Die Männerliga kümmert seit Jahren dahin. In der gerade begonnenen Saison spielt ein Neunerfeld, das auch die kaum konkurrenzfähigen Talente des VC Olympia Berlin, die mit einem Sonderspielrecht antreten, und die des TSV Haching München einschließt. Die Teilnehmer des Playoff-Viertelfinals stehen - da die jungen Berliner vorher regelkonform ausscheiden - schon vorher fest. Und Meister werden, wie neunmal in den vergangenen zehn Jahren, bestimmt wieder die Berlin Volleys. Zumal auch der frühere Volleyballgigant Friedrichshafen, der an diesem Sonntag zum großen Duell in Berlin antritt, strukturell zu kämpfen hat: In seine neue Halle, einen umgebauten Flugzeughangar, darf der VfB nun kurzfristig erst im nächsten Kalenderjahr hinein.

Dieses traurige Bild will die Volleyball-Bundesliga (VBL) zur Saison 2023/24 ändern. Der Aufstieg soll für die Zweitligisten wesentlich erleichtert werden. Konkret heißt das, dass sie den bisherigen Mindestetat von 200 000 Euro nicht mehr aufbringen müssen, auch die erstligataugliche Halle, die viele Zweitligisten nicht haben, müssen sie nicht gleich planen. Wichtig sind der VBL zunächst mal ein "qualitativ hochwertiges Streaming-Angebot, ein fremdlinienfreier Boden und dass auch Spiele unter der Woche möglich sind", wie Geschäftsführerin Julia Retzlaff sagt.

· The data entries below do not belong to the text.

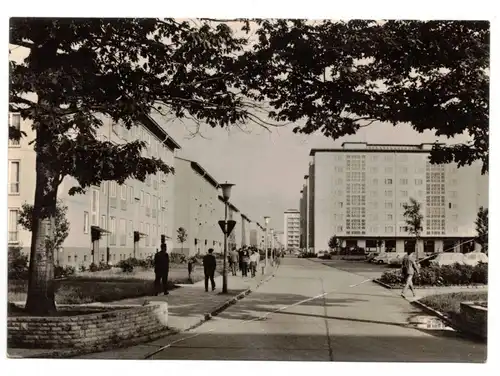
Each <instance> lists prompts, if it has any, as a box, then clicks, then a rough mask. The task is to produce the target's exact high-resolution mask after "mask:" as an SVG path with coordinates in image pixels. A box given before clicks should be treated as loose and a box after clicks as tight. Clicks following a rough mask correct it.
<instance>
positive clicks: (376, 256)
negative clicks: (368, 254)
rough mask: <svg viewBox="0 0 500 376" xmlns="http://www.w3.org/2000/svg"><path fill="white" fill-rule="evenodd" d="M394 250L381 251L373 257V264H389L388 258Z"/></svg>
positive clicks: (390, 257)
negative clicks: (388, 250)
mask: <svg viewBox="0 0 500 376" xmlns="http://www.w3.org/2000/svg"><path fill="white" fill-rule="evenodd" d="M394 254H395V253H394V252H382V253H380V254H379V255H377V256H375V257H374V258H373V261H372V262H373V263H375V264H389V260H390V259H391V258H392V257H393V256H394Z"/></svg>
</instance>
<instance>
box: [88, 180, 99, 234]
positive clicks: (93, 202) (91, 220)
mask: <svg viewBox="0 0 500 376" xmlns="http://www.w3.org/2000/svg"><path fill="white" fill-rule="evenodd" d="M90 212H91V214H92V215H91V218H90V224H91V225H92V226H97V222H98V220H99V190H98V189H92V196H91V202H90Z"/></svg>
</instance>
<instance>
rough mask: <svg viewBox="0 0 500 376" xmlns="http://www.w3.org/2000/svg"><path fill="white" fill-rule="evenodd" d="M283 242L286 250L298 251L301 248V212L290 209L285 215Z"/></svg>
mask: <svg viewBox="0 0 500 376" xmlns="http://www.w3.org/2000/svg"><path fill="white" fill-rule="evenodd" d="M283 218H284V224H283V228H284V230H283V240H284V247H285V248H286V249H298V248H299V247H300V212H299V211H298V210H296V209H288V210H286V211H285V212H284V213H283Z"/></svg>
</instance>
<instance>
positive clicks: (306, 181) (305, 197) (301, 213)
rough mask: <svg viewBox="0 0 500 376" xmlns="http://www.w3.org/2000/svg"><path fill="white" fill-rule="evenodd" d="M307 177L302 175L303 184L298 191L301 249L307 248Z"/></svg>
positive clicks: (299, 242)
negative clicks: (298, 194) (301, 188)
mask: <svg viewBox="0 0 500 376" xmlns="http://www.w3.org/2000/svg"><path fill="white" fill-rule="evenodd" d="M307 178H308V176H307V175H306V176H304V180H305V181H304V185H303V186H302V190H301V191H300V200H299V211H300V242H299V243H300V244H299V247H300V248H301V249H305V248H307V189H308V188H307Z"/></svg>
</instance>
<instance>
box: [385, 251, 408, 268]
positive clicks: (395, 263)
mask: <svg viewBox="0 0 500 376" xmlns="http://www.w3.org/2000/svg"><path fill="white" fill-rule="evenodd" d="M405 255H406V253H405V252H398V253H396V254H394V256H393V257H392V258H390V259H389V263H388V264H389V265H399V266H401V265H403V258H404V257H405Z"/></svg>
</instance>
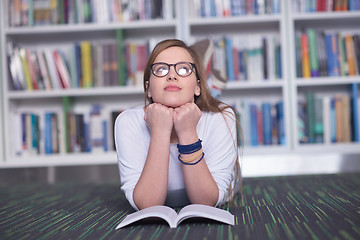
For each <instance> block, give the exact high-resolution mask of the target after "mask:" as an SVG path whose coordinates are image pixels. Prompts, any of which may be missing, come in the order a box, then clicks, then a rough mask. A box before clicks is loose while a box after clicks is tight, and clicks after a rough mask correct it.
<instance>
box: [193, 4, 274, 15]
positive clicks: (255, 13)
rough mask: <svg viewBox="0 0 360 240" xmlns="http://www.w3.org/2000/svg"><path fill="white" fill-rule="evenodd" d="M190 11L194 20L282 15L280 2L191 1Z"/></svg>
mask: <svg viewBox="0 0 360 240" xmlns="http://www.w3.org/2000/svg"><path fill="white" fill-rule="evenodd" d="M190 11H191V16H192V17H194V18H196V17H198V18H199V17H202V18H208V17H230V16H242V15H264V14H278V13H280V1H279V0H261V1H259V0H258V1H248V0H240V1H239V0H221V1H219V0H212V1H204V0H195V1H191V8H190Z"/></svg>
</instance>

Die Frauen-Bundesliga ist wesentlich attraktiver als ihr Männer-Pendant

Die Baden Volleys aus Karlsruhe, die mit vier Siegen aus vier Spielen die zweite Liga Süd anführen, haben bereits ihr Aufstiegsinteresse signalisiert, im Münchner Umland plant der Neu-Zweitligist ASV Dachau, mittelfristig gar wieder in den Profivolleyball zurückzukehren. Die VBL teilte am Donnerstag mit, sie befinde sich "in intensiven Gesprächen mit sechs Zweitligisten, die in den kommenden ein bis zwei Jahren aufsteigen wollen". Ihr Schritt hin zum vereinfachten Aufstieg zeigt zugleich, dass der ehrgeizige Masterplan, der große Arenen oder höhere Etat- und Zuschauerzahlen beinhaltete, in seiner bisherigen Form gescheitert ist. Was die TV-Vermarktung angeht, ist die Männer-Bundesliga ohnehin in der Streaming-Nische verschwunden.

Während die Männer längst zum Sorgenkind geworden sind, sieht es bei den Volleyballerinnen ein bisschen anders aus. Auch deren Profiliga hat das Problem, dass seit 2016 in Erfurt, Straubing und Neuwied nur drei Mannschaften aufsteigen wollten. Zugleich spielen dort zwölf Teams, die nicht nur im Schnitt mehr Zuschauer haben als die Männer, sondern auch wirtschaftlich solider dastehen. Die Volleyballerinnen stellten bis zuletzt stets die zuschauerträchtigste Frauenliga im deutschen Mannschaftssport, sie ist weitaus präsenter im Sportfernsehen als ihr männliches Pendant - und durch den Konkurrenzkampf der großen Vier, Stuttgart, Schwerin, Dresden und Potsdam, sportlich attraktiver. Ihr Ziel: bald zu den Top-drei-Ligen Europas zu gehören.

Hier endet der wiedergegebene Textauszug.